Lebanese Tattoo by Moe Barjawi

Alan spotted this photo of what appears to be Kanji tattoo by Moe Barjawi in BMEzine's gallery:


http://www.bmezine.com/tattoo/A80922/high/n0t6-lebanese-tattoo-moe.jpg

Alan emailed me this after seeing it:

Let me see if I got this right. Some tattooist named “Moe” tattoos himself with his name in the “Gibberish Font” and, thinking this will be good advertising for his tattoo shop named “Lebanese Tattoo,” posts a picture of it on BMEzine.com… They never learn, do they?

What is even more astonishing is that someone has evidently tried to “improve” the original horrible calligraphy (especially on the partial 辶). Did they really think that bad calligraphy was the only problem? The mind boggles.

What is even more entertaining is definition for the term "Lebanese tattoo" in UrbanDictionary.com is the following:

A badly drawn tattoo, done at a 'professional' tattoo studio. The term first surfaced on the facebook group 'Actually, I think your tattoo is hideous'.

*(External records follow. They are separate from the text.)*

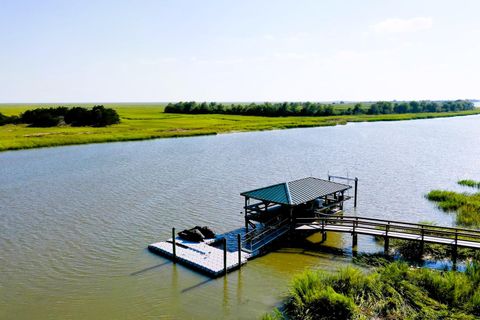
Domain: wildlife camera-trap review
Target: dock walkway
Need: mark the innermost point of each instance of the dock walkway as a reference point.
(202, 256)
(386, 229)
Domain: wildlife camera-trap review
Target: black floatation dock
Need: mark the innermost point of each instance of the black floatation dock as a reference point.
(269, 218)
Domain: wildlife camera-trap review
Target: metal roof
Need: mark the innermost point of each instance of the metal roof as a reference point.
(297, 191)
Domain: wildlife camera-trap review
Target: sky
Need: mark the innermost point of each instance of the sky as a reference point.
(232, 51)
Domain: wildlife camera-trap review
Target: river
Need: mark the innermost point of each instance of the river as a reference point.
(75, 221)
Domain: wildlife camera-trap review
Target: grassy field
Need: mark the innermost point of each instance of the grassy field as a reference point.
(147, 121)
(392, 291)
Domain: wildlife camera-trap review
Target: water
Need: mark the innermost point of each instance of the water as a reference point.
(75, 221)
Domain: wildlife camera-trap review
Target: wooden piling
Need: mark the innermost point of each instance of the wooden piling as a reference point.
(174, 244)
(354, 236)
(355, 198)
(422, 243)
(455, 252)
(239, 246)
(225, 255)
(386, 240)
(324, 236)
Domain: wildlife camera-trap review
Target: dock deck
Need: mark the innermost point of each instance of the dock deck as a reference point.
(201, 256)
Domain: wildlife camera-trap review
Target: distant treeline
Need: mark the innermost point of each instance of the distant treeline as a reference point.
(317, 109)
(98, 116)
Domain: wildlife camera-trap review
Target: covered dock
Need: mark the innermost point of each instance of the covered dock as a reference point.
(302, 198)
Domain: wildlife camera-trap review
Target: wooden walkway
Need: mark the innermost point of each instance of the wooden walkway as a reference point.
(201, 256)
(456, 237)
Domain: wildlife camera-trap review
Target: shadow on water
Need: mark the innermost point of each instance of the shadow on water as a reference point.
(150, 268)
(197, 285)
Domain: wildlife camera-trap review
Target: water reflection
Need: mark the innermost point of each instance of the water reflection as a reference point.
(75, 221)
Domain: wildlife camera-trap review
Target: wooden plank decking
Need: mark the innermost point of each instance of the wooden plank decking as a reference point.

Name-dropping in American Philosophical Society's Publication

Reader Bryan points me to the latest issue of American Philosophical Society's publication, where this humble little site was mentioned on page 54.

The main article is titled "How Maya Hieroglyphs Got Their Name: Egypt, Mexico, and China in Western Grammatology since the Fifteenth Century" by Byron Ellsworth Hamann from
Department of Anthropology and Department of History, The University of Chicago.


http://www.aps-pub.com/proceedings/1521/1520101.pdf

The illustration shown above had this caption:

Car ornamentation with “Chinese” characters, photographed in Almería, Spain, in August 2006. The third character from the left is dao (“way” or “path”); the rest are nonsensical (or, as James Mathien put it, “Fakenese”). Mayanists might refer to these as “pseudo-glyphs.” Photograph by the author [Hamann].

The article is sixty-eight pages long, so be patient or get a few liters of beer in you before proceeding.